Zrexpilot you are not sounding very accurate to me. Could be you and/or your gunsmith. Pillars, floating, bedding, and trigger jobs are all proven improvements to any rifle. Some light barrels work better with a pressure point which is easily found.


----------



## zrexpilot (Jun 14, 2007)

is glass bedding proven ? yes. does it guarantee a rifle to shoot better ? no 
there has to be a problem there to exist to make it shoot better, if theres no problem between stock and receiver it wont help.
hill country rifles considered the best will tell you that. they dont even guarantee a full accurizng, nothins guaranteed to work.


----------



## ReelHard007 (Sep 19, 2012)

Who considers Hill Country Rifles to be the best?


----------



## zrexpilot (Jun 14, 2007)

well one of the best


----------



## ReelHard007 (Sep 19, 2012)

My opinion not


----------



## blueproline (Sep 25, 2007)

x2 certainly not(hill country), and to the op, yes you can glass bed your own stock with acra-glass. its not hard just do some research and use plenty of lubrication especially on threads. i like the acra glass gel as its not as messy.


----------



## blueproline (Sep 25, 2007)

follow the instructions and you will be fine...


----------



## rdtfishn (Sep 14, 2012)




----------



## blueproline (Sep 25, 2007)

this excerpt was taken directly off hill countrys site....
Accurize it!
*Sub-Inch Group Guaranteed!*

*Bolt Action Rifles Only*

Work Order Form

What makes our Accurizing service better? We actually shoot your rifle when we complete our work! Believe it or not, many "accurizing" services do not include shooting your rifle to make sure it is really accurate once the work is done. We fully inspect your rifle before we start our work and shoot your rifle for group when our work is completed. If we do not consistently produce sub-inch groups, we don't charge the full price. Believe me, we prefer the full price - so we go back into the rifle and continue working to ensure the rifle is as accurate as possible.
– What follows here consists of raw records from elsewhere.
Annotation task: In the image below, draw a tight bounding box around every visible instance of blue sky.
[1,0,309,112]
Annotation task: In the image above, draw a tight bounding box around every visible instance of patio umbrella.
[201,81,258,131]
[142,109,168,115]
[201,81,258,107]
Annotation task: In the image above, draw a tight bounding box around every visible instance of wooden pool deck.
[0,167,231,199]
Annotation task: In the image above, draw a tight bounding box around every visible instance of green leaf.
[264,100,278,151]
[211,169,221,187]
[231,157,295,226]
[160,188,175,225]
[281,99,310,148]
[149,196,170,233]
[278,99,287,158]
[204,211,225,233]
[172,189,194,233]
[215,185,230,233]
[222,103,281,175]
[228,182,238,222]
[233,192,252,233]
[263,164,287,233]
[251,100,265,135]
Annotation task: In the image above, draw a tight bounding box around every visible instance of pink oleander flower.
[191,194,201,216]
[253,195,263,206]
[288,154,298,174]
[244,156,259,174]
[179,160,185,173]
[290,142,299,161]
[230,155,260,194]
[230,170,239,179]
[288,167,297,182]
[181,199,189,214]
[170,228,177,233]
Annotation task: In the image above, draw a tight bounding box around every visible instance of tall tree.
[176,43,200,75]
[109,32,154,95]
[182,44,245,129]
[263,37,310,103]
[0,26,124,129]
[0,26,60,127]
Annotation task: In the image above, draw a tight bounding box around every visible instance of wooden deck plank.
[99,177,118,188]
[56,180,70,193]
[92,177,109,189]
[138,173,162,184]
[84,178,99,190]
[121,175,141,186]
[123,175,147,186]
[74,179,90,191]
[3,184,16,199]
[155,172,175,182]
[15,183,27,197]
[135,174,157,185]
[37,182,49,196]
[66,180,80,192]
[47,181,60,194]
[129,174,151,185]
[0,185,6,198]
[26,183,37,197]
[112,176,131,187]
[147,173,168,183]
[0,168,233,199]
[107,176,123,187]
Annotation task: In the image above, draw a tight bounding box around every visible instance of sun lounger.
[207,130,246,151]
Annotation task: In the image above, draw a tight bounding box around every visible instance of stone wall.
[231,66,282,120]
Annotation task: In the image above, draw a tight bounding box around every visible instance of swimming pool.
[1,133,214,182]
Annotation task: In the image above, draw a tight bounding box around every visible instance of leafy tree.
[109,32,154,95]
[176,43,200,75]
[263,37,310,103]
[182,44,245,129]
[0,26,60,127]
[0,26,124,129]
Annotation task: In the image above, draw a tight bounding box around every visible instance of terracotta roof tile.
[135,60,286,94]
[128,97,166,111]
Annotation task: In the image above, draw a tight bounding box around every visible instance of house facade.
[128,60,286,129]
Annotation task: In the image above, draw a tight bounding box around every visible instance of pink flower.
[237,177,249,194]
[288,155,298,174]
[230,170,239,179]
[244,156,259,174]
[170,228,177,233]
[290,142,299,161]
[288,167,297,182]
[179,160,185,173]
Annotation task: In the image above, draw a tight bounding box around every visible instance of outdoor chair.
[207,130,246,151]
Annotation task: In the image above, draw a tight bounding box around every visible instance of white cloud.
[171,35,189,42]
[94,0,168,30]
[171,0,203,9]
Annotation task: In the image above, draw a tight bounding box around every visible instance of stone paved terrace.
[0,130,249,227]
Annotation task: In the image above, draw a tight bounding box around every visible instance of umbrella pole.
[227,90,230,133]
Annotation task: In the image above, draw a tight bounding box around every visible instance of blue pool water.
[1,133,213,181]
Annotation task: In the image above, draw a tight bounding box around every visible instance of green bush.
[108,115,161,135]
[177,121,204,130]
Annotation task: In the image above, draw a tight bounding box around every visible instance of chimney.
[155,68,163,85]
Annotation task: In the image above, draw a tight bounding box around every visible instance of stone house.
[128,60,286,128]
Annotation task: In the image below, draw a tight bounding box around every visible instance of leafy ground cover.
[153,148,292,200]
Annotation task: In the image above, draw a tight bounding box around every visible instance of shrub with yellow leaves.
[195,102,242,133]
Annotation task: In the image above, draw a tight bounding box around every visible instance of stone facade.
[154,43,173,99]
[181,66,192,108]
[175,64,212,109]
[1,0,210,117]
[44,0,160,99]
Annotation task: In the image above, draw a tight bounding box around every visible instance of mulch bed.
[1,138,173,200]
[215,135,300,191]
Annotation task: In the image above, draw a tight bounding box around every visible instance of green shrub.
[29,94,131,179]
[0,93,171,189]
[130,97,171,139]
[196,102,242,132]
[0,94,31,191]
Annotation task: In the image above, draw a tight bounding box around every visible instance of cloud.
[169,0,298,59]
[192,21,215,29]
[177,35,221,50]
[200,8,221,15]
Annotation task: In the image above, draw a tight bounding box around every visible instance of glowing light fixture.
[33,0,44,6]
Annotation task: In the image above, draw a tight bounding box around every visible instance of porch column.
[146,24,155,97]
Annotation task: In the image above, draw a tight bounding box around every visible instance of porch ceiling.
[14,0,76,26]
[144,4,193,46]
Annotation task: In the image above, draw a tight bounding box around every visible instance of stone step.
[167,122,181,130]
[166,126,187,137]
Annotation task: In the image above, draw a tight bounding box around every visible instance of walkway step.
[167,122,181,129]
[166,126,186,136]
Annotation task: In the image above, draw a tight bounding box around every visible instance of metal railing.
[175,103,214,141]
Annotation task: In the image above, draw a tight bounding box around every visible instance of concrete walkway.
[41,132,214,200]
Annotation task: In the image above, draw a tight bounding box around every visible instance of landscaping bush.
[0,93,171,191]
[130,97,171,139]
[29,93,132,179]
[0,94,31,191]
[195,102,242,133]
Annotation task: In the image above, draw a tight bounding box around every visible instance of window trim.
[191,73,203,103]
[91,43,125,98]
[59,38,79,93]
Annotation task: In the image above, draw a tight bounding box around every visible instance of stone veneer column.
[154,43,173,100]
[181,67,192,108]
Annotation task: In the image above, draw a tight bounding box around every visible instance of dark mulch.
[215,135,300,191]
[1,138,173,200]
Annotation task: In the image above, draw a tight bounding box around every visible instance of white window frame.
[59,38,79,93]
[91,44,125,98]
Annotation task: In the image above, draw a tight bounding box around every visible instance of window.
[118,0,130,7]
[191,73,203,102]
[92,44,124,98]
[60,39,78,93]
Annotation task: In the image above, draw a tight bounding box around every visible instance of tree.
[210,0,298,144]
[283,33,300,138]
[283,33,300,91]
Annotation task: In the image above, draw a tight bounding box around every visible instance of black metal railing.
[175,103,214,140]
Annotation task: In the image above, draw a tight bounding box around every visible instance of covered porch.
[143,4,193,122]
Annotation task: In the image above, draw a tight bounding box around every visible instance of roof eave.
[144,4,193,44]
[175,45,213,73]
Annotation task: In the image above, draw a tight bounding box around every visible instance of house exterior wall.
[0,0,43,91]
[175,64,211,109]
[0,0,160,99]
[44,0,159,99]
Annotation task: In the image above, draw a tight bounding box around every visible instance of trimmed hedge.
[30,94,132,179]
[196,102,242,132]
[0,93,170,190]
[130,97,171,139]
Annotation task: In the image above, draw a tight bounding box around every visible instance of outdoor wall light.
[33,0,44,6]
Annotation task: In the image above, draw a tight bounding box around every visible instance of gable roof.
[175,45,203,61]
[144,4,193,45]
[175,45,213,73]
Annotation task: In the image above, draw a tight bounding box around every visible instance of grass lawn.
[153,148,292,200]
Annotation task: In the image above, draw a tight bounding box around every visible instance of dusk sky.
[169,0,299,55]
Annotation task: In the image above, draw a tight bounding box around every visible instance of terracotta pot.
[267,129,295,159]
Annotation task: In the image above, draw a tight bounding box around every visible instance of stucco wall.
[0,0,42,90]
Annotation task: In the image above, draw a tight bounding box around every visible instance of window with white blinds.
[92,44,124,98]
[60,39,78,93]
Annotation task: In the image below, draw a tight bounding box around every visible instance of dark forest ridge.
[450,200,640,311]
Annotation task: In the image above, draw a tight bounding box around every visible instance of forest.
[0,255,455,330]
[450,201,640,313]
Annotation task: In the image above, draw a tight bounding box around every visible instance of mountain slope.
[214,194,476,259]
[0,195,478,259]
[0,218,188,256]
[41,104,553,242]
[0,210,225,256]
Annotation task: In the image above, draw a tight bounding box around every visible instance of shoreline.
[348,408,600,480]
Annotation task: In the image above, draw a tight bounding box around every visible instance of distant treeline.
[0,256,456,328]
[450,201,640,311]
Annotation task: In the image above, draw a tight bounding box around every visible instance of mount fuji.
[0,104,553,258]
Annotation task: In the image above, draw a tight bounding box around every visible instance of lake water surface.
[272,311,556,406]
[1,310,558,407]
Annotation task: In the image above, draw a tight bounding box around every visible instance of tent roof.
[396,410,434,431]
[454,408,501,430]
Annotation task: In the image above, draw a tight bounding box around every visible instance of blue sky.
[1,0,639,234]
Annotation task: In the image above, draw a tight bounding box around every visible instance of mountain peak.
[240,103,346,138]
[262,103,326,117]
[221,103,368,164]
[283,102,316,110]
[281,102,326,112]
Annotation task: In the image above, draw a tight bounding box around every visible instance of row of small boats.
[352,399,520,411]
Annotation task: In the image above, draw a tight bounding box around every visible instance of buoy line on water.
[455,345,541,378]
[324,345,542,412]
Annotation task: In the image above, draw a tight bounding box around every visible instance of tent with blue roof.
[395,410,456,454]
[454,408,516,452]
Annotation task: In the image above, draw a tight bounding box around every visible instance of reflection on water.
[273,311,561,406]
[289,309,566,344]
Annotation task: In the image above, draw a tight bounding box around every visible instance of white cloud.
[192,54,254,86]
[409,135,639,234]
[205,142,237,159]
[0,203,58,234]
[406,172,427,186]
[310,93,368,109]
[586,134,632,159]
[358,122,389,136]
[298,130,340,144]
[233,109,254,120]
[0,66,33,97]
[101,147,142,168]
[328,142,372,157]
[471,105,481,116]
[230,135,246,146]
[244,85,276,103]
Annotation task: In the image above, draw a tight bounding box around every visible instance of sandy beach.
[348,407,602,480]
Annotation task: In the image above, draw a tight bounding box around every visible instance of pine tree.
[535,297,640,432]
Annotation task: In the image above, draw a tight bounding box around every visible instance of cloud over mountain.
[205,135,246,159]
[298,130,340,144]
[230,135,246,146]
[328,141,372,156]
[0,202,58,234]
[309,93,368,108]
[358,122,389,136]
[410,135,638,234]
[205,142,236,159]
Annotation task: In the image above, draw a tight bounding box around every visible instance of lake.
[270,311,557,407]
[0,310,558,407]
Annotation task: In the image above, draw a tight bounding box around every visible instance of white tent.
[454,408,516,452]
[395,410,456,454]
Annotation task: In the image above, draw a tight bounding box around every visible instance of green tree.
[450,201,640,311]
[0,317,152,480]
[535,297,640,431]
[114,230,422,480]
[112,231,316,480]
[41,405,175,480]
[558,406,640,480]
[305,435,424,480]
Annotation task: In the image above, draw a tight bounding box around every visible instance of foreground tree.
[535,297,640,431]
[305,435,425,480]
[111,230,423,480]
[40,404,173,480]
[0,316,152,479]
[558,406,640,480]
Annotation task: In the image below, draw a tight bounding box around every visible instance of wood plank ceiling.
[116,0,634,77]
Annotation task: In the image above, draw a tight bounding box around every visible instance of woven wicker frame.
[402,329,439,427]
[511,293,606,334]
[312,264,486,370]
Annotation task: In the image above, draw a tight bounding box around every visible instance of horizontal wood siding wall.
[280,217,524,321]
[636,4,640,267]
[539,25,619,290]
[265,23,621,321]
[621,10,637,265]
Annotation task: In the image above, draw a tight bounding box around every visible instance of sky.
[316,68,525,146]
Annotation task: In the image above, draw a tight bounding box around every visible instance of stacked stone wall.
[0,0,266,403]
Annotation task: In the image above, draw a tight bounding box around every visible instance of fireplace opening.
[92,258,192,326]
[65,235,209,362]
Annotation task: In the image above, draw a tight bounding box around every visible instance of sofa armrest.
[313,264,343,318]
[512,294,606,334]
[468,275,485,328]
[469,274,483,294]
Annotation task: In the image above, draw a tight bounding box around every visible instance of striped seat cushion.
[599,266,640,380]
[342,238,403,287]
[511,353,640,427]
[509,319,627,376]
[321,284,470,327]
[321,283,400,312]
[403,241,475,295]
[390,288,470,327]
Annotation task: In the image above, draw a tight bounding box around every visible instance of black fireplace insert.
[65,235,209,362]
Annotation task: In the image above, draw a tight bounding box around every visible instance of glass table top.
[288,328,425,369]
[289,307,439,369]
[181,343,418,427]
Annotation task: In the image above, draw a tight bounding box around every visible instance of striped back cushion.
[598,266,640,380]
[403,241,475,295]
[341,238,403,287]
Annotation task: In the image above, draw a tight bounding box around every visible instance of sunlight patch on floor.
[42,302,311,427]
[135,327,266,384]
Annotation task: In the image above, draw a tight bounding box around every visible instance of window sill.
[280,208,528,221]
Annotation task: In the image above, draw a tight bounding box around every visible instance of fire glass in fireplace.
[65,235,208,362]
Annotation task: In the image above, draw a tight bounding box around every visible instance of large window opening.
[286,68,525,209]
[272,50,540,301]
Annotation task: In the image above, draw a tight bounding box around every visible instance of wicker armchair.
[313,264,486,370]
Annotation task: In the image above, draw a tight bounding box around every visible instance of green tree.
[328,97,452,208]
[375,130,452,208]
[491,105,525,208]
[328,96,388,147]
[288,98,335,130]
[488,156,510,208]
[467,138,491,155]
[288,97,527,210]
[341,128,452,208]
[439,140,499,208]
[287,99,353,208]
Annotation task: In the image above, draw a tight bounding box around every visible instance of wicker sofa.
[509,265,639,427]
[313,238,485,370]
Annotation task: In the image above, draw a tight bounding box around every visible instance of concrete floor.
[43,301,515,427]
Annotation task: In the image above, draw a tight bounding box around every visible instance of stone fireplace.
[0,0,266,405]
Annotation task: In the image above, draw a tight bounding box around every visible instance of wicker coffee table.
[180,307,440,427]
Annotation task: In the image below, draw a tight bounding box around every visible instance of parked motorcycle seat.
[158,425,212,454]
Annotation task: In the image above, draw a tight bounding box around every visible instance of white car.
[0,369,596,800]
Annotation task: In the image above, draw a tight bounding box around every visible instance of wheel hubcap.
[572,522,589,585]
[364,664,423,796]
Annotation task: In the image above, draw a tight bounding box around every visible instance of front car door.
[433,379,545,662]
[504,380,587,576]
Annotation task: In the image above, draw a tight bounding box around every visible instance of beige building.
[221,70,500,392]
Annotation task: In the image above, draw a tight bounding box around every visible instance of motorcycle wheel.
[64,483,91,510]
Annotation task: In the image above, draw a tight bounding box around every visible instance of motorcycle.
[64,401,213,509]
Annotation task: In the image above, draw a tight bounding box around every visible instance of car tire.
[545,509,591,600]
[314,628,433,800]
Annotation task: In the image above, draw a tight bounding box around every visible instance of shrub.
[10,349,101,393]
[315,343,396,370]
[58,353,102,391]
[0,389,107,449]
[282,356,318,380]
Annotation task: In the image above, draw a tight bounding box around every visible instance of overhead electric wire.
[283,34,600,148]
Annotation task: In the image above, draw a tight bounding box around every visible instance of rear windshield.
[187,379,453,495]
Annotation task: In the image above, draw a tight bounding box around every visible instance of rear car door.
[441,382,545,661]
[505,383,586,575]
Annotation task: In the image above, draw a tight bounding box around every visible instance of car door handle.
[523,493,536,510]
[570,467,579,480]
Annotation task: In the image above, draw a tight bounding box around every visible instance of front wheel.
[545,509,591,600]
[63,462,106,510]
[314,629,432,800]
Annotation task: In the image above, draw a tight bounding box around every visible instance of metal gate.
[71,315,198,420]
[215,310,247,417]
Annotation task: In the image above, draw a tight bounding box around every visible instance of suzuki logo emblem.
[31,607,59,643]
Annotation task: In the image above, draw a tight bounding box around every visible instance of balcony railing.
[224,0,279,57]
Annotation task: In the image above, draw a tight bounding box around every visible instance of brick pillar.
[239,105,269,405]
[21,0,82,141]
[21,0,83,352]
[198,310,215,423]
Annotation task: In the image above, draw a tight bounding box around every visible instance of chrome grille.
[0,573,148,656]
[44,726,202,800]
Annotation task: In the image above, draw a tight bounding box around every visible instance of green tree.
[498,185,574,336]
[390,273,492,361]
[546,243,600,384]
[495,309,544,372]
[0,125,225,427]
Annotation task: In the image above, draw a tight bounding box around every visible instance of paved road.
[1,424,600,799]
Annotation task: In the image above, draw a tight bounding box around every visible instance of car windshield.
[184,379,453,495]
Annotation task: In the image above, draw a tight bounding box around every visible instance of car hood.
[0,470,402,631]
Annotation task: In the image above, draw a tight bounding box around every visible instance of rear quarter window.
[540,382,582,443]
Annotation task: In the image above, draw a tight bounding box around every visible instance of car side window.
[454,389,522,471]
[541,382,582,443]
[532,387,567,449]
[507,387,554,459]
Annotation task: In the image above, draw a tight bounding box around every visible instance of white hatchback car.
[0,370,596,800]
At HCR we live for accuracy. We won't be satisfied until all your rifles are extremely accurate. This is not just another bedding job we are talking about.

*The HCR Guarantee*
It all adds up to a sub-inch group guaranteed! Most rifles are returned within 8 weeks (12 weeks during the busy season), with final targets and factory ammo data. You deserve performance that instills confidence. So... Accurize It!


----------



## blueproline (Sep 25, 2007)

it appears they do guarantee accurizing....they wont however guarantee results on a few calibers...
*Due to limited ammunition and inconsistent results, we do not guarantee any accuracy result with the 257 Roberts, 223 WSSM, 243 WSSM, 25 WSSM, 264 Win. Mag or the 7mm Ultra Mag. We will still Accurize these calibers, but cannot guarantee accuracy on them.*


----------



## blueproline (Sep 25, 2007)

if you decide to have the accurizing work done by a smith, im perticular to Kleinguenther Distinctive Firearms in Seguin(KDF). i have a KDF 300 wby that shoots single hole, not uncommon for a KDF rifle and their brakes are second to none.


----------



## panhandle_slim (Jun 1, 2012)

blueproline said:


> it appears they do guarantee accurizing....they wont however guarantee results on a few calibers...
> *Due to limited ammunition and inconsistent results, we do not guarantee any accuracy result with the 257 Roberts, 223 WSSM, 243 WSSM, 25 WSSM, 264 Win. Mag or the 7mm Ultra Mag. We will still Accurize these calibers, but cannot guarantee accuracy on them.*


This is interesting


----------



## blueproline (Sep 25, 2007)

that it is


----------